Practical Applications
Practical Applications of Path-Constrained Mixture-of-Experts (PathMoE)
Below are actionable, real-world applications enabled by the paper’s findings and innovations. Each item notes relevant sectors, potential tools/workflows, and feasibility considerations.
Immediate Applications
- Production-ready MoE training with fewer knobs
- Sectors: software/AI infrastructure, cloud
- What: Adopt block-wise shared routing (e.g., block size 4, top-2/4) to train LLMs with improved perplexity and task accuracy while removing auxiliary load-balancing loss.
- Why PathMoE enables it: Demonstrated gains at 0.9B and 16B scales; balanced utilization without auxiliary loss; no throughput/memory regressions.
- Tools/workflows:
- Add a “PathMoERouter” module to existing MoE stacks (Megatron/DeepSpeed-MoE/JAX GSPMD, TensorRT-LLM, vLLM).
- Default cookbook: top-2 routing, block size 4, remove load-balancing loss, monitor path entropy.
- Assumptions/dependencies: Requires MoE-capable infra (token dispatch/all-to-all). Gains may depend on dataset, model size, and top-k. Not shown to help expert-choice routing.
- Lower-variance, faster-to-tune LLM training
- Sectors: software/AI infrastructure, enterprise AI
- What: Reduce hyperparameter search by eliminating load-balancing loss and improving routing stability, shortening time-to-first-accurate-checkpoint.
- Why PathMoE enables it: Stable training curves without LBL; higher routing consistency and lower path entropy.

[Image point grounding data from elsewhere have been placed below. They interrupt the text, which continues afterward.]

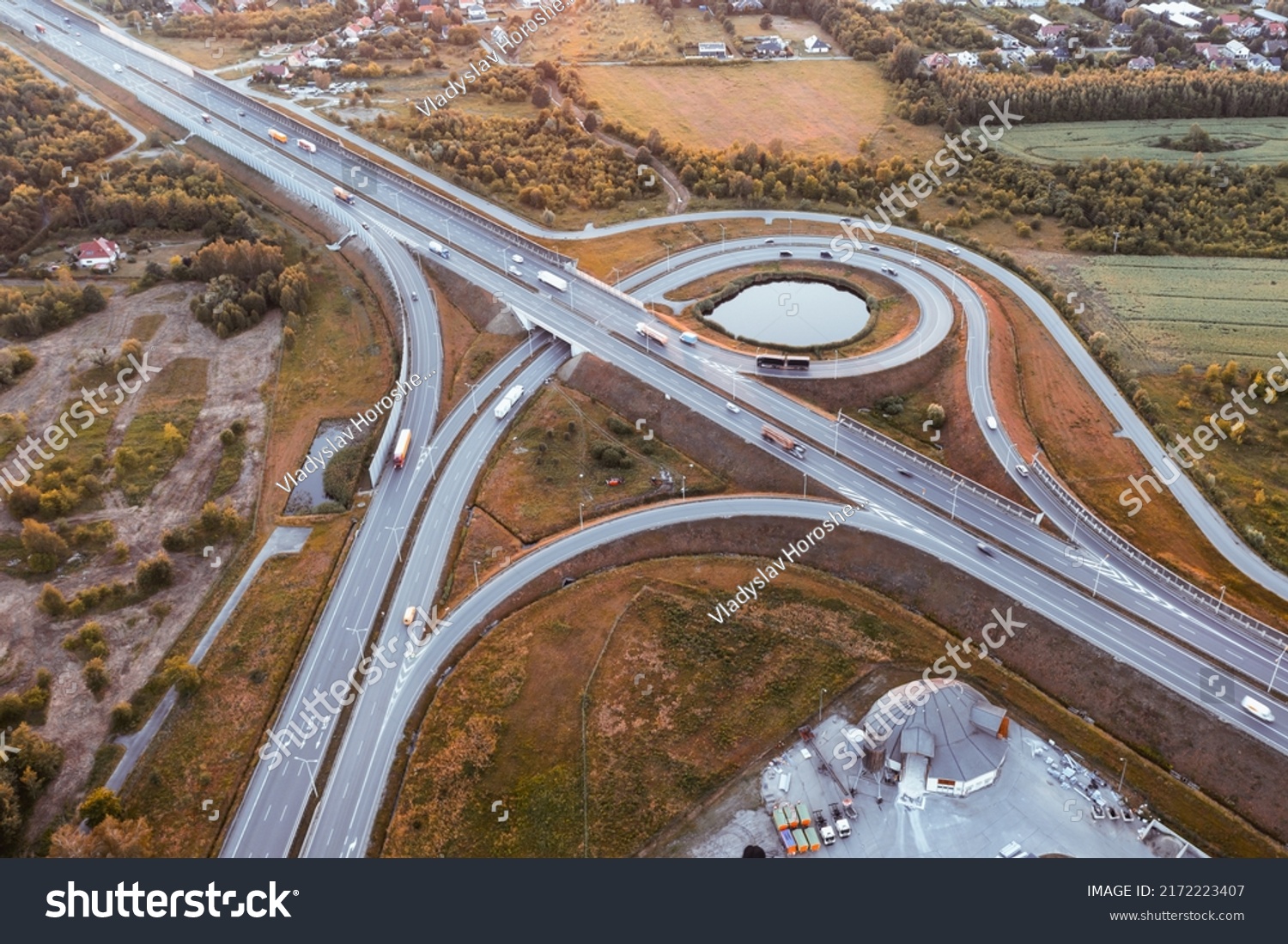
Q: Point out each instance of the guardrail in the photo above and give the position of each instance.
(942, 471)
(330, 208)
(1236, 618)
(368, 167)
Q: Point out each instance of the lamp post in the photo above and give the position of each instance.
(1272, 685)
(1097, 585)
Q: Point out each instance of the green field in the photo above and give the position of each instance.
(1259, 141)
(1180, 309)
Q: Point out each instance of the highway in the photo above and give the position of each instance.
(1023, 557)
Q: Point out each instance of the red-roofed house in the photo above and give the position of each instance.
(97, 253)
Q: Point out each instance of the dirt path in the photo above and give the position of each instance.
(677, 195)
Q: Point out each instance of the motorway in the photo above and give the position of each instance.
(597, 321)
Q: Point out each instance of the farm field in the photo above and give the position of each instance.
(813, 107)
(1261, 141)
(1175, 309)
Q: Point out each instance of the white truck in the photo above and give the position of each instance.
(553, 280)
(510, 399)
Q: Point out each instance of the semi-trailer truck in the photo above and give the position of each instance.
(401, 448)
(553, 280)
(510, 399)
(777, 435)
(648, 332)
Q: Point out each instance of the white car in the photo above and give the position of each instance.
(1254, 707)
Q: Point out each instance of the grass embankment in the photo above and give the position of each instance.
(561, 455)
(172, 399)
(210, 742)
(675, 704)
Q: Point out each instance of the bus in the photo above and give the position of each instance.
(651, 332)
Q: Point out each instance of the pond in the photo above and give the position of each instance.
(793, 314)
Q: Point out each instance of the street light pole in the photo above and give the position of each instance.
(1097, 585)
(1272, 685)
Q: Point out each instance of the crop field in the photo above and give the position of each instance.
(1259, 141)
(1184, 309)
(813, 107)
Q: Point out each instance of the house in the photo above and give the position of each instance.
(97, 253)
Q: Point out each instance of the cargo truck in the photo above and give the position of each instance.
(553, 280)
(401, 448)
(777, 435)
(510, 399)
(641, 329)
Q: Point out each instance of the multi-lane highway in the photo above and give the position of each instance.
(1138, 611)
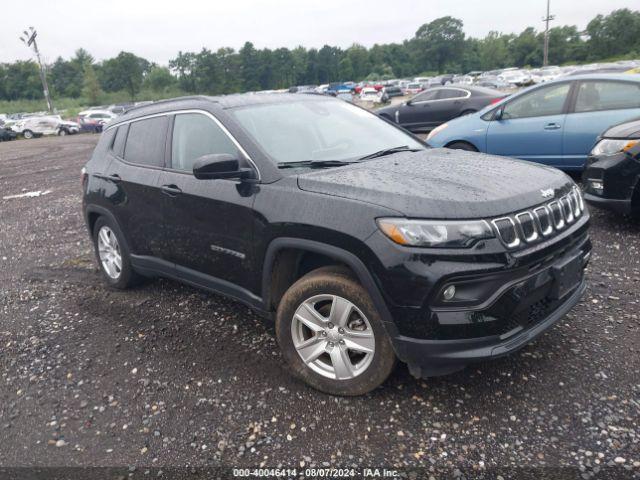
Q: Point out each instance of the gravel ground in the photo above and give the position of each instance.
(168, 376)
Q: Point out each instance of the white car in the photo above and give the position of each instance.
(50, 125)
(516, 78)
(103, 116)
(370, 94)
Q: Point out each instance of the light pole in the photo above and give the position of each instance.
(547, 19)
(29, 39)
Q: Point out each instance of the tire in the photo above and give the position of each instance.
(462, 146)
(359, 370)
(122, 276)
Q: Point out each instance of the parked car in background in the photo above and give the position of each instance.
(392, 91)
(31, 127)
(94, 120)
(555, 123)
(7, 134)
(462, 80)
(413, 88)
(516, 78)
(612, 177)
(370, 94)
(432, 107)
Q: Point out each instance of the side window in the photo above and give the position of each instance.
(541, 102)
(447, 93)
(602, 95)
(146, 142)
(195, 135)
(118, 142)
(426, 96)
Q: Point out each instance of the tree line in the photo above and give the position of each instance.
(437, 47)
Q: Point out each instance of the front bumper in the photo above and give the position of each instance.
(428, 358)
(507, 300)
(618, 176)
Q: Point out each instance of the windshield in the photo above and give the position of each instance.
(319, 130)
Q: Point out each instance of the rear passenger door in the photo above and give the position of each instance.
(532, 125)
(598, 105)
(208, 223)
(135, 198)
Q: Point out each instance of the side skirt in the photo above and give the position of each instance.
(153, 266)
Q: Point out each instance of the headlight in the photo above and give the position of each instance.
(435, 233)
(437, 130)
(610, 147)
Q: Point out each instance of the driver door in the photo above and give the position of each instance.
(208, 223)
(531, 126)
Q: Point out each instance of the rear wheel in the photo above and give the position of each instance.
(112, 255)
(462, 146)
(332, 335)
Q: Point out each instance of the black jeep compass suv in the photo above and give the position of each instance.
(365, 244)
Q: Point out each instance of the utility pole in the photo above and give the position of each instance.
(29, 39)
(547, 19)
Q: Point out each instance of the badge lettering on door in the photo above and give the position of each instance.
(228, 251)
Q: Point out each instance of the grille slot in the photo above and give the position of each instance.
(543, 215)
(507, 231)
(529, 225)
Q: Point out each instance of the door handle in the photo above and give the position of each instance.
(171, 190)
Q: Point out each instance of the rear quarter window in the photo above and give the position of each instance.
(146, 140)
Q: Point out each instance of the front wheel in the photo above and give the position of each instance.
(332, 335)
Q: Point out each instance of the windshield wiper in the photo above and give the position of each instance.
(389, 151)
(314, 163)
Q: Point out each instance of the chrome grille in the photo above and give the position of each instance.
(530, 226)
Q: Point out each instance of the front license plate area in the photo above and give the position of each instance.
(567, 275)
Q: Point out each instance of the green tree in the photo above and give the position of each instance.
(124, 72)
(159, 79)
(439, 44)
(90, 85)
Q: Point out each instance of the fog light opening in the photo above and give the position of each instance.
(449, 292)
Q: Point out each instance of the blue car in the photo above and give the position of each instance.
(556, 123)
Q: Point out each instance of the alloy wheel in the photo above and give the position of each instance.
(109, 252)
(333, 337)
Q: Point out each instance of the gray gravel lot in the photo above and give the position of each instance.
(166, 375)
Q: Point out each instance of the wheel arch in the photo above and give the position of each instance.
(337, 255)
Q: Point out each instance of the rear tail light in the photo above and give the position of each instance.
(84, 176)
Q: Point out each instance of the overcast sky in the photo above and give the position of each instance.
(157, 29)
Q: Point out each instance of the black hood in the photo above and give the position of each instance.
(441, 183)
(624, 130)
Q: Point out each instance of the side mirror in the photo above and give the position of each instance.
(217, 166)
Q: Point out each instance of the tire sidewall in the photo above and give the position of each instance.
(333, 283)
(126, 276)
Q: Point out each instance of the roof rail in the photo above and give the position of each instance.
(168, 100)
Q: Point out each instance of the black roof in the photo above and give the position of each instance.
(223, 101)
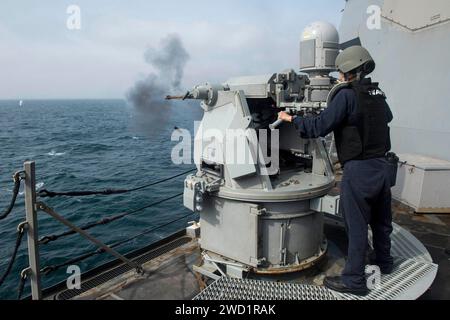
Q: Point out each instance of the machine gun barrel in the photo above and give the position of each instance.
(188, 95)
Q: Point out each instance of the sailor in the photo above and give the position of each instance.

- Tools/workflows: Automated training pipelines that skip LBL sweeps; early stopping based on path entropy and path coverage curves.
- Assumptions/dependencies: Stability without LBL shown on tested datasets; verification recommended for new domains.
- Inference robustness under resource variability
- Sectors: cloud, edge AI, device OEMs
- What: Deploy MoE LLMs that are more robust to routing perturbations and potential expert index changes during upgrades or sharding adjustments.
- Why PathMoE enables it: 22.5× robustness to routing permutations reported.
- Tools/workflows: Rolling upgrades with staged expert remaps; chaos tests that permute expert indices to validate resilience.
- Assumptions/dependencies: Real-world perturbations differ from synthetic permutations; test in production-like environments.
- MoE observability and debugging via path-level analytics
- Sectors: software/AI operations (MLOps), regulated industries (finance, healthcare)
- What: Monitor routing behavior through “path entropy,” path coverage curves, and cross-layer consistency as model health indicators.
- Why PathMoE enables it: Lower path entropy and interpretable token clusters (e.g., punctuation, named entities) offer actionable telemetry.
- Tools/workflows:
- “PathProfiler” dashboards showing path frequencies, entropy over time, expert utilization per block.
- Alerts for sudden path drift indicating data distribution shifts.
- Assumptions/dependencies: Logging per-token routing may have privacy implications; aggregate or differentially private logging recommended.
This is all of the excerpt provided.